Wheelbase is longer on the 68-72 elCamino frame than the 2dr cars so it will also need to be cut down between the wheelbase to work.
Henry
#38
I don't know how the rumor started that the Elky wheelbase is longer,but it is not.I've already swapped a few. They also had an artucle in Car Craft about 8 years ago,showing where to shorten the rear rails.That is all that is needed.
The Monte Carlo frames are different.The front frame horns are stretched farther.They will not work.
The Monte Carlo frames are different.The front frame horns are stretched farther.They will not work.
#39
Correct. The 69-72 Grand Prix frames, which are basically the same as the MC, were factory boxed like a convertible frame and those boxing pieces can be used on an A body frame to convert a HT frame into a convertible frame. For some reason the MC frames were not boxed, at least none that I have ever seen.
#40
I don't know how the rumor started that the Elky wheelbase is longer,but it is not.I've already swapped a few.

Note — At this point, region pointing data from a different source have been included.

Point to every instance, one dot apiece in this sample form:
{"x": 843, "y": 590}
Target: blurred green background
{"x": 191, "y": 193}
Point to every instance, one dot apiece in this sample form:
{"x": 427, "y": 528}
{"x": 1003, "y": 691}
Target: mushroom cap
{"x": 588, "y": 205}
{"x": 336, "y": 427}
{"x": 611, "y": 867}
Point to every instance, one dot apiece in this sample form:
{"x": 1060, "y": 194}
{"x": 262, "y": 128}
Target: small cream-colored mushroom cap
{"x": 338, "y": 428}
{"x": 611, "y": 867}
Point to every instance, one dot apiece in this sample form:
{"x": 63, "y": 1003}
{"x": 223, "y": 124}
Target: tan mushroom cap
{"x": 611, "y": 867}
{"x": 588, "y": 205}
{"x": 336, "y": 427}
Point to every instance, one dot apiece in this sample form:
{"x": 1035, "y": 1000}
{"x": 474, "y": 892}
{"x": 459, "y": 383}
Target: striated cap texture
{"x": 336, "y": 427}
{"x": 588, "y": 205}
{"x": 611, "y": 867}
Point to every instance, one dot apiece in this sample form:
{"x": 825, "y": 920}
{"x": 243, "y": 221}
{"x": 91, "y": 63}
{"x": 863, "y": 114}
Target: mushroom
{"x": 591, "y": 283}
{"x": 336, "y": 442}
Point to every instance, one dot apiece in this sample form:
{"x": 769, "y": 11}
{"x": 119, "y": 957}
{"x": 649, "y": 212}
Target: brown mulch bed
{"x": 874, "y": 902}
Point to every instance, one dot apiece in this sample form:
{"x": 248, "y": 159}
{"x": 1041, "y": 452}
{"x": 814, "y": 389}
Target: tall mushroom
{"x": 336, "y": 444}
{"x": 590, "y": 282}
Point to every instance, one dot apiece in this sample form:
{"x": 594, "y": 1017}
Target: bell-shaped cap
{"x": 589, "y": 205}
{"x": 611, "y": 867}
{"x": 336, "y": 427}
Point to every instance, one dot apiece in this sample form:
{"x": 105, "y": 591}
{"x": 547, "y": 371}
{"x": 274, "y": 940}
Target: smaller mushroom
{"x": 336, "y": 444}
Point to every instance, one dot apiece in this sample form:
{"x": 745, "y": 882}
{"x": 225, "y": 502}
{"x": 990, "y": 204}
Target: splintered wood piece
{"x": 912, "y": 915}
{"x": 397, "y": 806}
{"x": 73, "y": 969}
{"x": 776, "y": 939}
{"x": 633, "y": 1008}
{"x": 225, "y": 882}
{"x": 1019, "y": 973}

They also had an artucle in Car Craft about 8 years ago,showing where to shorten the rear rails.That is all that is needed.
The Monte Carlo frames are different.The front frame horns are stretched farther.They will not work.
The Monte Carlo frames are different.The front frame horns are stretched farther.They will not work.
It's not a rumor. It's a fact!
68-72 elCaminos have a 116 inch wheel base, 68-72 A body 2drs have a 112 inch wheelbase.
CarCraft article was dealing with 64-67 elco frames, all 64-67 GM A bodies used the same wheel base(except glass roof SW). For this year grouping it's a matter of shortening the rear most section behind the rear axle.
To alter a 68-72 elco frame for use on a 68-72 A body convert 4 inches will have to be cut from the mid section of the frame in addition to shortening the rear most section of the frame.
Earlier today I measure a 68-72 el Camino rocker panel and it's about 4 inches longer than a 68-72 2dr A body car.